Ante este escenario, explicó que el Gobierno de México solicitó a la Fiscalía General de la República profundizar las investigaciones para determinar si durante esos hechos se configuró algún delito en territorio nacional, especialmente por una posible violación a la soberanía del país.
La titular del Ejecutivo subrayó que el debate no gira en torno a la detención del líder del Cártel de Sinaloa, quien contaba con órdenes de aprehensión en México, sino al procedimiento mediante el cual fue trasladado a Estados Unidos y si dicho proceso transgredió las leyes mexicanas.
Precisó que la FGR ya contaba con una carpeta de investigación abierta sobre este caso, motivo por el cual será esa institución la encargada de establecer las responsabilidades legales correspondientes y, en su caso, determinar si existieron conductas constitutivas de delito.
Sheinbaum añadió que las consecuencias de estos hechos trascendieron el ámbito jurídico, al señalar que el traslado de Zambada detonó un conflicto interno dentro del Cártel de Sinaloa, con repercusiones directas en la seguridad de esa entidad.
Asimismo, informó que el Gobierno de México solicitó formalmente una explicación al actual embajador de Estados Unidos, Ronald Johnson, quien, dijo, revisa la información disponible para ofrecer una respuesta a las autoridades mexicanas.

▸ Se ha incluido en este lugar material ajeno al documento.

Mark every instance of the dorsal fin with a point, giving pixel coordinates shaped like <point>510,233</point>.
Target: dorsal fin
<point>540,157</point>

La presidenta reiteró que México mantiene una relación de cooperación con Estados Unidos en materia de seguridad, sustentada en los mecanismos bilaterales y en el tratado de extradición vigente, aunque advirtió que cualquier colaboración debe desarrollarse con pleno respeto a la soberanía nacional y al marco jurídico de ambos países.

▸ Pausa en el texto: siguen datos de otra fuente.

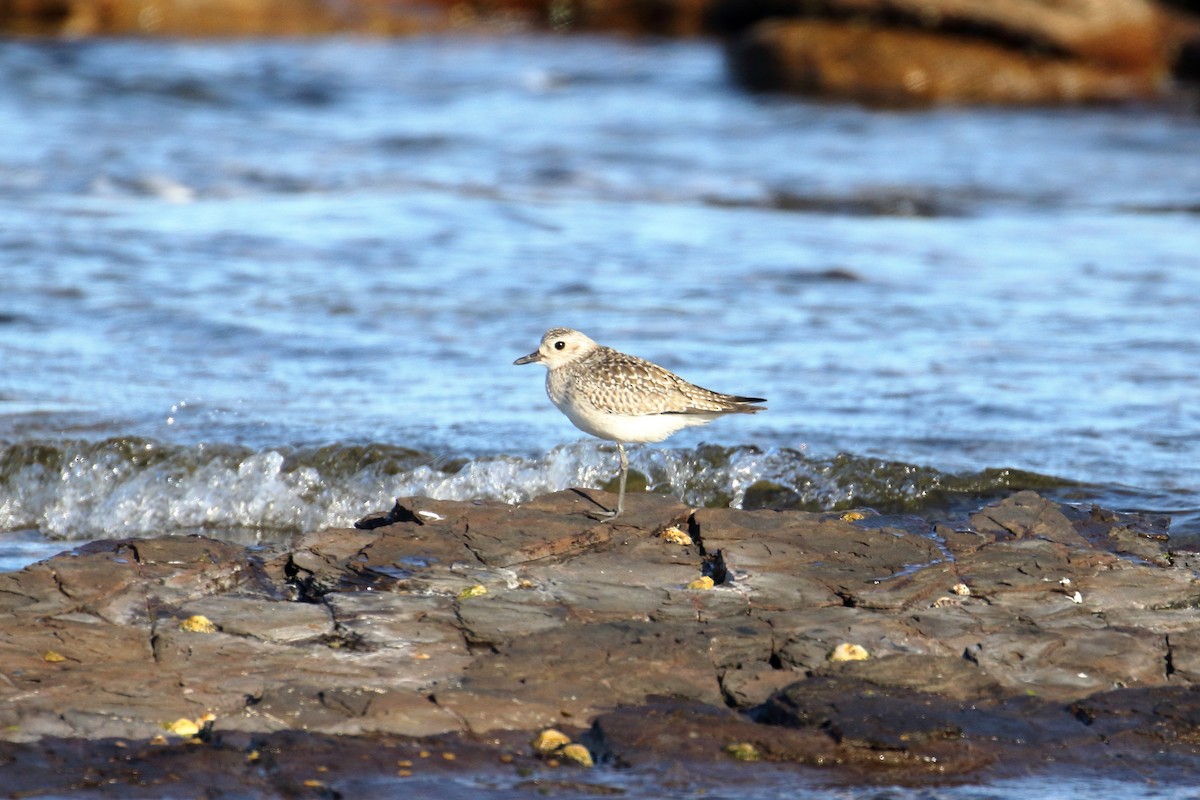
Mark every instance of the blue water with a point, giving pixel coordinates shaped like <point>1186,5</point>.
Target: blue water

En ese sentido, rechazó las versiones que señalan que su administración protege al gobernador con licencia de Sinaloa, Rubén Rocha Moya, y sostuvo que cualquier procedimiento de extradición o acción penal debe sustentarse en pruebas sólidas y en los cauces legales establecidos. También desestimó las versiones sobre un supuesto ocultamiento del exmandatario estatal, al señalar que permanece en su domicilio.

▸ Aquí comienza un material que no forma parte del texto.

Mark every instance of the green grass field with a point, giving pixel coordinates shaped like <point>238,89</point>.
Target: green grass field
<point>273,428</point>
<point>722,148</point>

Finalmente, Sheinbaum hizo un llamado a fortalecer la corresponsabilidad entre ambos países en el combate al crimen organizado y cuestionó la estrategia estadounidense para enfrentar las redes de distribución y financiamiento del narcotráfico. Señaló que además del combate a la producción y tráfico de drogas, resulta indispensable actuar contra los mecanismos de comercialización, lavado de dinero y financiamiento que operan dentro de Estados Unidos.
La mandataria reafirmó que México continuará colaborando con las autoridades estadounidenses para combatir al crimen organizado, siempre bajo los principios de respeto mutuo, coordinación institucional y defensa irrestricta de la soberanía nacional.